Pérgola, tadinha, era muito feia. Daquelas meninas que todos concordam que é bem feia. Até seus pais sabem que ela é feia. Nem vou descrevê-la pra ninguém acabar se identificando com ela e ficar ofendido. Basta compreender que ela é feia. E este sempre fora seu trauma.
Tudo mudou na festinha de quinze anos de Paracelso, um colega redondinho do colégio. Como sempre, sentia-se sozinha ali no meio de todos. Todos começaram a fazer pequenas apresentações - Colônico levitava a si mesmo e pequenos objetos; Paracelso exibia suas habilidades com malabarismo, que incluía facas, tochas e seus três rãmisters; Loirelinda dançava Na Boquinha da Garrafa. Pérgola a odiava. E não só ela. Odiava Trivela, a menina que jogava futebol; odiava Ruivadia, que usava um vestido repleto de brócolis; odiava até mesmo Taturana, que tinha bigodes felinos. Mas era Loirelinda quem era alvo de seu ódio mais mortal. Veja ela agora, dançando como uma calopsita com um vestido que mal lhe cobre as nádegas somente para que todos aqueles garotos fiquem sorrindo embestalhados! Até mesmo Citônio...
Pérgola se afastou, triste como um hipopótamo, sem saber que rumo tomar. Saiu do apartamento, olhando apenas o chão, passou pelo corredor, onde encontrou Trivela e Zepelin se beijando, e começou a seguir uma enormíssima fila de formigas, tão comprida que se bifurcava diversas vezes, entrava por banheiros e escadas de incêndio, labiríntica. Quando Pérgola deu por si, estava de frente para um espelho, dentro de um banheiro comprido.
Olhou-se, horrorizada com sua aparência. Como podia ser tão feia? Por quê? Sua vida era comprimida, como a camada de ozônio, por aquela feiúra imanente. Era como se todas as folhas de outono nunca caíssem e permanecessem secas em seu caule. Pérgola começou a chorar, sentindo-se dilacerada pelo próprio olhar, e as enormes lágrimas rolavam por sua face, escorriam pelo rosto até a ponta do queixo, pingavam no decote dos peitos, desciam pelo corpo e deslizavam pelas pernas até os dedos dos pés; ou pingavam do rosto nos ombros, e caíam-lhe pelas costas, escorregando pelas curvas do corpo e das pernas; algumas poucas saíam dos olhos para cima e molhavam suas sobrancelhas e seus cabelos, lavando-a completamente. O choro saía-lhe como tinta, lembrando aqueles pequenos cachorrinhos acuados, ganindo como um cisne. Em alguns minutos estava totalmente molhada, encharcada de choro. Aquelas lágrimas exprimiam toda a sua feiúra e, aos poucos e diante de seus olhos, Pérgola percebeu que, junto com as lágrimas, saíam seus ares de ogro e ela tornava-se uma moça linda, de olhos limpos, de faces brancas e cabelos ondulados; o corpo encurvava-se como vidro quente e ela sentiu-se a mais bela de todas as meninas da festa.

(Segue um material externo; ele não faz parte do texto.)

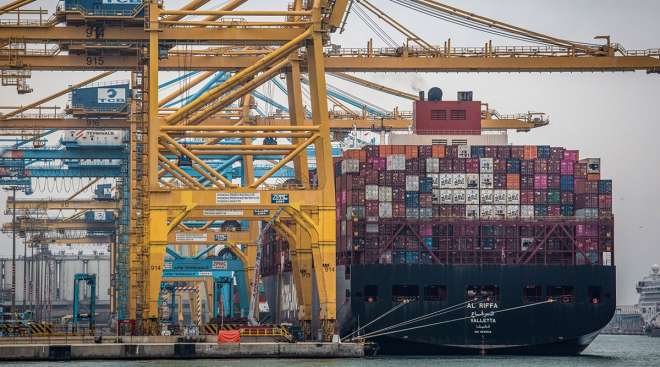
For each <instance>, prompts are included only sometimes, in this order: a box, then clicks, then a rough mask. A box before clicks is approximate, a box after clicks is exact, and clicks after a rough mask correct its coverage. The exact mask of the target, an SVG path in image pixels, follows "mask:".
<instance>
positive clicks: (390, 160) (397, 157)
mask: <svg viewBox="0 0 660 367" xmlns="http://www.w3.org/2000/svg"><path fill="white" fill-rule="evenodd" d="M387 170H388V171H405V170H406V156H405V155H403V154H392V155H388V156H387Z"/></svg>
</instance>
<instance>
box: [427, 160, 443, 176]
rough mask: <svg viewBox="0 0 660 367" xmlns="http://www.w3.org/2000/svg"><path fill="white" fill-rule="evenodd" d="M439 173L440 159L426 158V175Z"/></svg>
mask: <svg viewBox="0 0 660 367" xmlns="http://www.w3.org/2000/svg"><path fill="white" fill-rule="evenodd" d="M439 172H440V158H433V157H431V158H426V173H439Z"/></svg>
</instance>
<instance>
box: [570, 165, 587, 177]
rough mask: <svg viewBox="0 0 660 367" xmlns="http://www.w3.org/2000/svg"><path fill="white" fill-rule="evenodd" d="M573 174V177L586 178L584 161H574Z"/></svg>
mask: <svg viewBox="0 0 660 367" xmlns="http://www.w3.org/2000/svg"><path fill="white" fill-rule="evenodd" d="M574 168H575V169H574V171H573V175H574V176H575V178H587V164H586V163H575V165H574Z"/></svg>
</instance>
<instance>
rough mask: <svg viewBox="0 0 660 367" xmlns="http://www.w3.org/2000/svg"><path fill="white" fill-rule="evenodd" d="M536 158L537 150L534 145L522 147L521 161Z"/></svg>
mask: <svg viewBox="0 0 660 367" xmlns="http://www.w3.org/2000/svg"><path fill="white" fill-rule="evenodd" d="M537 157H538V156H537V149H536V145H525V146H524V147H523V159H525V160H527V161H531V160H534V159H536V158H537Z"/></svg>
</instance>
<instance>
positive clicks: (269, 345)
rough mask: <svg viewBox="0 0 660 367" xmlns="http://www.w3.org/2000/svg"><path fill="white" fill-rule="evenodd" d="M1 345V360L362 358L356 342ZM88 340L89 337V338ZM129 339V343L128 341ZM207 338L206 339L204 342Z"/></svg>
mask: <svg viewBox="0 0 660 367" xmlns="http://www.w3.org/2000/svg"><path fill="white" fill-rule="evenodd" d="M12 339H14V340H15V341H14V342H13V343H11V344H9V343H8V342H9V340H5V341H3V343H0V361H3V362H4V361H76V360H136V359H145V360H146V359H213V358H220V359H234V358H362V357H364V356H365V348H364V344H358V343H320V342H319V343H313V342H305V343H282V342H254V343H253V342H241V343H217V342H215V341H212V342H211V341H210V340H208V339H213V338H212V337H208V338H202V339H201V340H200V339H198V341H197V342H191V341H180V340H181V339H179V340H176V339H177V338H174V337H133V338H119V339H117V338H115V337H111V338H108V337H104V338H102V339H97V340H96V342H89V341H86V342H83V341H82V340H76V339H75V338H69V339H68V341H66V342H65V341H64V340H57V339H55V338H50V340H46V339H48V338H43V339H44V340H38V339H37V338H25V339H31V340H17V339H19V338H12ZM88 339H89V338H88ZM127 339H130V340H127ZM203 339H207V340H203Z"/></svg>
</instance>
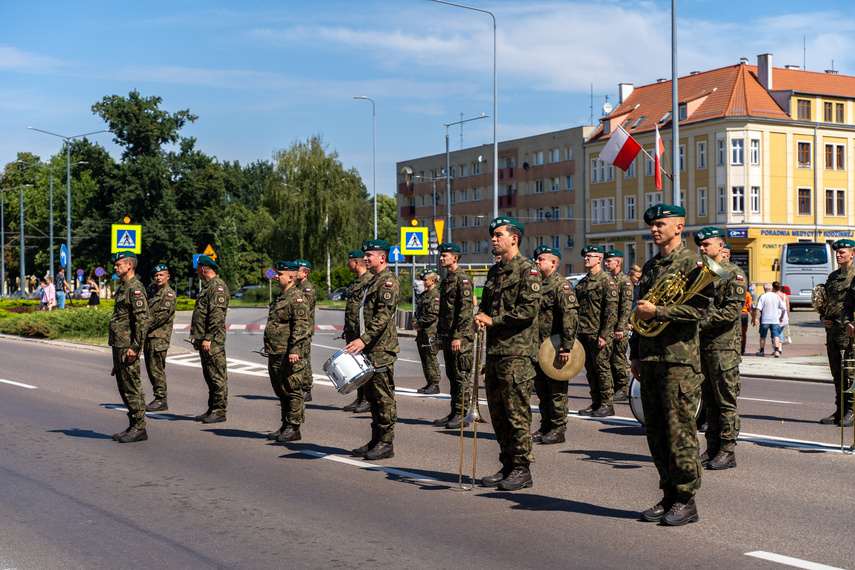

Não podia acreditar naquilo. Diante de si, no espelho, não havia mais aquela garota detestável, feia como catarata, mas uma moça muitíssimo atraente que piscava, incrédula, com um olhar mais sedutor do que vidro embaçado.
Voltou a festa e era nítido como, de repente, diversos meninos a olharam, interessados. Talvez fossem seus cabelos molhados, pingando em desalinho, ou o vestido que colara em seu corpo, mas a verdade é que olhavam para ela de maneira totalmente diferente do que ela estava acostumada. Ela não sabia agora, mas nunca mais conseguiria se secar, ficaria pra sempre molhada, pingando onde ia, deixando um rastro perfumado de poças atrás de si, como um caramujo. Linda e pegajosa.
Citônio entendeu o que é um OB. E um BO também.